Ensuring hash tuples are properly maxaligned

Started by Tom Laneover 8 years ago8 messageshackers
Jump to latest
#1Tom Lane
tgl@sss.pgh.pa.us

I've been poking around in the PHJ code trying to identify the reason
why there are still so many buildfarm failures. I've not nailed it
down yet, but one thing I did notice is that there's an entirely
undocumented assumption that offsetof(HashMemoryChunkData, data) is
maxalign'ed. If it isn't, the allocation code will give back non-
maxaligned pointers, which will appear to work as long as you only
test on alignment-lax processors.

Now, the existing definition of the struct seems safe on all
architectures we support, but it would not take much to break it.
I think we ought to do what we did recently in the memory-context
code: insert an explicit padding calculation and a static assertion
that it's right. Hence, the attached proposed patch (in which
I also failed to resist the temptation to make the two code paths
in dense_alloc() look more alike). Any objections?

regards, tom lane

Attachments:

ensure-proper-hash-tuple-alignment.patchtext/x-diff; charset=us-ascii; name=ensure-proper-hash-tuple-alignment.patchDownload+33-23
#2Andres Freund
andres@anarazel.de
In reply to: Tom Lane (#1)
Re: Ensuring hash tuples are properly maxaligned

Hi,

On 2018-01-02 19:08:49 -0500, Tom Lane wrote:

Now, the existing definition of the struct seems safe on all
architectures we support, but it would not take much to break it.
I think we ought to do what we did recently in the memory-context
code: insert an explicit padding calculation and a static assertion
that it's right. Hence, the attached proposed patch (in which
I also failed to resist the temptation to make the two code paths
in dense_alloc() look more alike). Any objections?

Generally no objections.

+	/*
+	 * It's required that data[] start at a maxaligned offset.  This padding
+	 * calculation is correct as long as int is not wider than size_t and
+	 * dsa_pointer is not wider than a regular pointer, but there's a static
+	 * assertion to check things in nodeHash.c.
+	 */

But note that dsa_pointer can be wider than a regular pointer on
platforms without atomics support.

+#define HASHMEMORYCHUNKDATA_RAWSIZE (SIZEOF_SIZE_T * 3 + SIZEOF_VOID_P)
+
+	/* ensure proper alignment by adding padding if needed */
+#if (HASHMEMORYCHUNKDATA_RAWSIZE % MAXIMUM_ALIGNOF) != 0
+	char		padding[MAXIMUM_ALIGNOF - HASHMEMORYCHUNKDATA_RAWSIZE % MAXIMUM_ALIGNOF];
+#endif
+
char		data[FLEXIBLE_ARRAY_MEMBER];	/* buffer allocated at the end */
}			HashMemoryChunkData;

Wonder if this specific case wouldn't be easier handled with a union?

Greetings,

Andres Freund

#3Tom Lane
tgl@sss.pgh.pa.us
In reply to: Andres Freund (#2)
Re: Ensuring hash tuples are properly maxaligned

Andres Freund <andres@anarazel.de> writes:

On 2018-01-02 19:08:49 -0500, Tom Lane wrote:

Now, the existing definition of the struct seems safe on all
architectures we support, but it would not take much to break it.
I think we ought to do what we did recently in the memory-context
code: insert an explicit padding calculation and a static assertion
that it's right. Hence, the attached proposed patch (in which
I also failed to resist the temptation to make the two code paths
in dense_alloc() look more alike). Any objections?

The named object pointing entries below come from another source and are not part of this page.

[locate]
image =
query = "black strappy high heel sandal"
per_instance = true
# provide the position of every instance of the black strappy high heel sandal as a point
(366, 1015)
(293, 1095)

But note that dsa_pointer can be wider than a regular pointer on
platforms without atomics support.

Hm. I did not get that impression from the comments in dsa.h,
but if it's true then this approach won't work --- and indeed the
hash code would be actively broken in such a case, so it's a problem
we must fix.

The other idea I was considering was to get rid of the data[] member
entirely, define HASH_CHUNK_HEADER_SIZE as
MAXALIGN(sizeof(HashMemoryChunkData)), and replace the references to
data[] with pointer arithmetic along the lines of
((char *) chunk) + HASH_CHUNK_HEADER_SIZE
This would be a bit more invasive, but probably not too ugly if we
encapsulated that pointer arithmetic in a macro. And it'd certainly
be a bunch more robust against people throwing random fields into
the struct.

regards, tom lane

#4Thomas Munro
thomas.munro@gmail.com
In reply to: Tom Lane (#3)
Re: Ensuring hash tuples are properly maxaligned

On Wed, Jan 3, 2018 at 2:20 PM, Tom Lane <tgl@sss.pgh.pa.us> wrote:

Andres Freund <andres@anarazel.de> writes:

But note that dsa_pointer can be wider than a regular pointer on
platforms without atomics support.

Hm. I did not get that impression from the comments in dsa.h,
but if it's true then this approach won't work --- and indeed the
hash code would be actively broken in such a case, so it's a problem
we must fix.

Maybe Andres is thinking of dsa_pointer_atomic? dsa_pointer is
normally the size of a pointer (well, really, the size of size_t),
though it could be *narrower* if you don't have atomics or ask for it
with USE_SMALL_DSA_POINTER

--
Thomas Munro
http://www.enterprisedb.com

#5Andres Freund
andres@anarazel.de
In reply to: Thomas Munro (#4)
Re: Ensuring hash tuples are properly maxaligned

On 2018-01-03 14:29:15 +1300, Thomas Munro wrote:

On Wed, Jan 3, 2018 at 2:20 PM, Tom Lane <tgl@sss.pgh.pa.us> wrote:

Andres Freund <andres@anarazel.de> writes:

But note that dsa_pointer can be wider than a regular pointer on
platforms without atomics support.

Hm. I did not get that impression from the comments in dsa.h,
but if it's true then this approach won't work --- and indeed the
hash code would be actively broken in such a case, so it's a problem
we must fix.

Maybe Andres is thinking of dsa_pointer_atomic? dsa_pointer is
normally the size of a pointer (well, really, the size of size_t),
though it could be *narrower* if you don't have atomics or ask for it
with USE_SMALL_DSA_POINTER

Yep, I was.

#6Tom Lane
tgl@sss.pgh.pa.us
In reply to: Andres Freund (#5)
Re: Ensuring hash tuples are properly maxaligned

Andres Freund <andres@anarazel.de> writes:

On 2018-01-03 14:29:15 +1300, Thomas Munro wrote:

On Wed, Jan 3, 2018 at 2:20 PM, Tom Lane <tgl@sss.pgh.pa.us> wrote:

Andres Freund <andres@anarazel.de> writes:
But note that dsa_pointer can be wider than a regular pointer on
platforms without atomics support.

Hm. I did not get that impression from the comments in dsa.h,
but if it's true then this approach won't work --- and indeed the
hash code would be actively broken in such a case, so it's a problem
we must fix.

Maybe Andres is thinking of dsa_pointer_atomic? dsa_pointer is
normally the size of a pointer (well, really, the size of size_t),
though it could be *narrower* if you don't have atomics or ask for it
with USE_SMALL_DSA_POINTER

Yep, I was.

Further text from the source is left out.